A passagem da infância para a vida adulta em histórias de fantasia

As histórias de fantasia cativam pessoas por diversas razões, como a exploração de novos mundos, a fuga da realidade e a reflexão sobre questões complexas. Entretanto, a conexão emocional com os personagens é um elemento muito importante, especialmente para jovens que passam pela transição da infância para a vida adulta. Personagens heroicos que enfrentam desafios e superam adversidades podem inspirar os jovens a encontrar sua própria coragem e resiliência. Ademais, personagens que passam por uma jornada de autodescoberta permitem ao leitor e espectador se identificar com eles, refletindo sobre suas próprias identidades e objetivos.

A série literária “A Crônica do Matador do Rei” de Patrick Rothfuss ilustra perfeitamente essa relação de identificação entre os leitores e os personagens. A saga é tão impressionante que o autor George R.R. Martin elogiou o primeiro livro como “a melhor fantasia épica de 2011”. O protagonista Kvothe, que parte em busca de vingança contra aqueles que mataram sua família, é um exemplo de personagem que enfrenta desafios e supera adversidades, inspirando os leitores a encontrar sua própria coragem e resiliência. Além disso, sua jornada de autodescoberta permite aos leitores se identificarem com ele, refletindo sobre suas próprias vidas.

A busca por um propósito

A princípio a trama de O Nome do Vento não parece se tratar de uma narrativa original. Contudo, o romance não foca na aventura de um grande guerreiro empunhando uma espada à procura de justiça. O epicentro da obra está justamente em mostrar como uma pessoa comum lida com as perdas. E também como estas perdas podem dá um sentido para sua vida, um objetivo para continuar seguindo em frente. E este objetivo muitas vezes pode significar a perda da inocência, pois traçar uma meta de vida significa esquecer a despreocupação que temos na infância. No início do capítulo 12 de O Nome do Vento, Kvothe na condição de narrador em primeira pessoa nos diz:

“Quando crianças, raramente pensamos no futuro. Essa inocência nos deixa livres para nos divertirmos como poucos adultos conseguem. O dia em que nos inquietamos com o futuro é aquele em que deixamos a infância para trás.” – O Nome do Vento. Pág. 84.

Esta afirmação é tão significativa porque resume o maior desafio de se tornar adulto: adotar uma perspectiva de vida e pensar diariamente no amanhã. Quando crianças nós somos imediatistas e levamos uma vida baseada em momentos. Quando adultos nos preocupamos com o futuro e nos tornamos ansiosos.

Porém, apesar desta frase estar presente na referida obra, este é um tema recorrente em diversas histórias de fantasia.
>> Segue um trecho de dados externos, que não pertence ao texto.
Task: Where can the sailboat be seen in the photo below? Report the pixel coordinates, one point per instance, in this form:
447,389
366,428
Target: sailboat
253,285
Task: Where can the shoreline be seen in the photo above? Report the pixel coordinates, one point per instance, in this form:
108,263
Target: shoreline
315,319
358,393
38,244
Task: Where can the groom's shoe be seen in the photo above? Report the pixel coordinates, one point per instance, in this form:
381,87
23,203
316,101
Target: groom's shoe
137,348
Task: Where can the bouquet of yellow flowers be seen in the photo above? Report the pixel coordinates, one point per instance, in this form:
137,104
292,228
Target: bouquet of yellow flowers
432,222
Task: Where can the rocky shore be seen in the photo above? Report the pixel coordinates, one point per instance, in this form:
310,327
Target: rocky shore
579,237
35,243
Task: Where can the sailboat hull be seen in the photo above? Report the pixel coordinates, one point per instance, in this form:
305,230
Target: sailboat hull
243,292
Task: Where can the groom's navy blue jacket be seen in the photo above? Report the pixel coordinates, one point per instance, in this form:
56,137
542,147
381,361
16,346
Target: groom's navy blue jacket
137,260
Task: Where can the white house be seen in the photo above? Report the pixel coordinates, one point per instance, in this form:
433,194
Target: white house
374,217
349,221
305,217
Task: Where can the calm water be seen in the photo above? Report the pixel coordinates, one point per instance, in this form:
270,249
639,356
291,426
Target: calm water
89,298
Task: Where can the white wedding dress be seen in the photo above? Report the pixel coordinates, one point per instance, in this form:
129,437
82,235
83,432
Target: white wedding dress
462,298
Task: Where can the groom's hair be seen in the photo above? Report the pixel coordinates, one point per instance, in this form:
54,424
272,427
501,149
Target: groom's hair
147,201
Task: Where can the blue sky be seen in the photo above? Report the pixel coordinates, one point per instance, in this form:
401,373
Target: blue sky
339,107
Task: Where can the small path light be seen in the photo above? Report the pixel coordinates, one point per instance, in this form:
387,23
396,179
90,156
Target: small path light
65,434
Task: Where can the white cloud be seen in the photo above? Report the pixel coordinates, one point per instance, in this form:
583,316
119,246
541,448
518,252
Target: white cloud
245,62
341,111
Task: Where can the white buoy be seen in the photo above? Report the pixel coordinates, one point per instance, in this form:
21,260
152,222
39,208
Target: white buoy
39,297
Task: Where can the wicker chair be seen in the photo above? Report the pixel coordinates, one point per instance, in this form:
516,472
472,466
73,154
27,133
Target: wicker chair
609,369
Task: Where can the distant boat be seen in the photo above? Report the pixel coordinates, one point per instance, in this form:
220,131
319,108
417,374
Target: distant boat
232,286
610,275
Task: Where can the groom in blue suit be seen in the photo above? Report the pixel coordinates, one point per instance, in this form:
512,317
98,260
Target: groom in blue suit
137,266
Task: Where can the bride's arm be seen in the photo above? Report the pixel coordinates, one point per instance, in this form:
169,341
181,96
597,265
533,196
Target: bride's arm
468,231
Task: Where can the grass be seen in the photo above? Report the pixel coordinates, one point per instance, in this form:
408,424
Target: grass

A perda da inocência da infância simbolizando a passagem para a vida adulta pode ser observada em várias aventuras já escritas. Cada uma apresentando personagens sofrendo esta passagem ao seu modo e com suas próprias peculiaridades. O que Kvothe nos diz é, na verdade, algo que sintetiza um dos conflitos primordiais em histórias da literatura fantástica – e em nossas próprias vidas. Os exemplos são tão numerosos que gerariam uma longa discussão. No entanto aqui apresento alguns dos mais conhecidos, destacando as situações gerais em que a passagem da infância para a vida adulta ocorre.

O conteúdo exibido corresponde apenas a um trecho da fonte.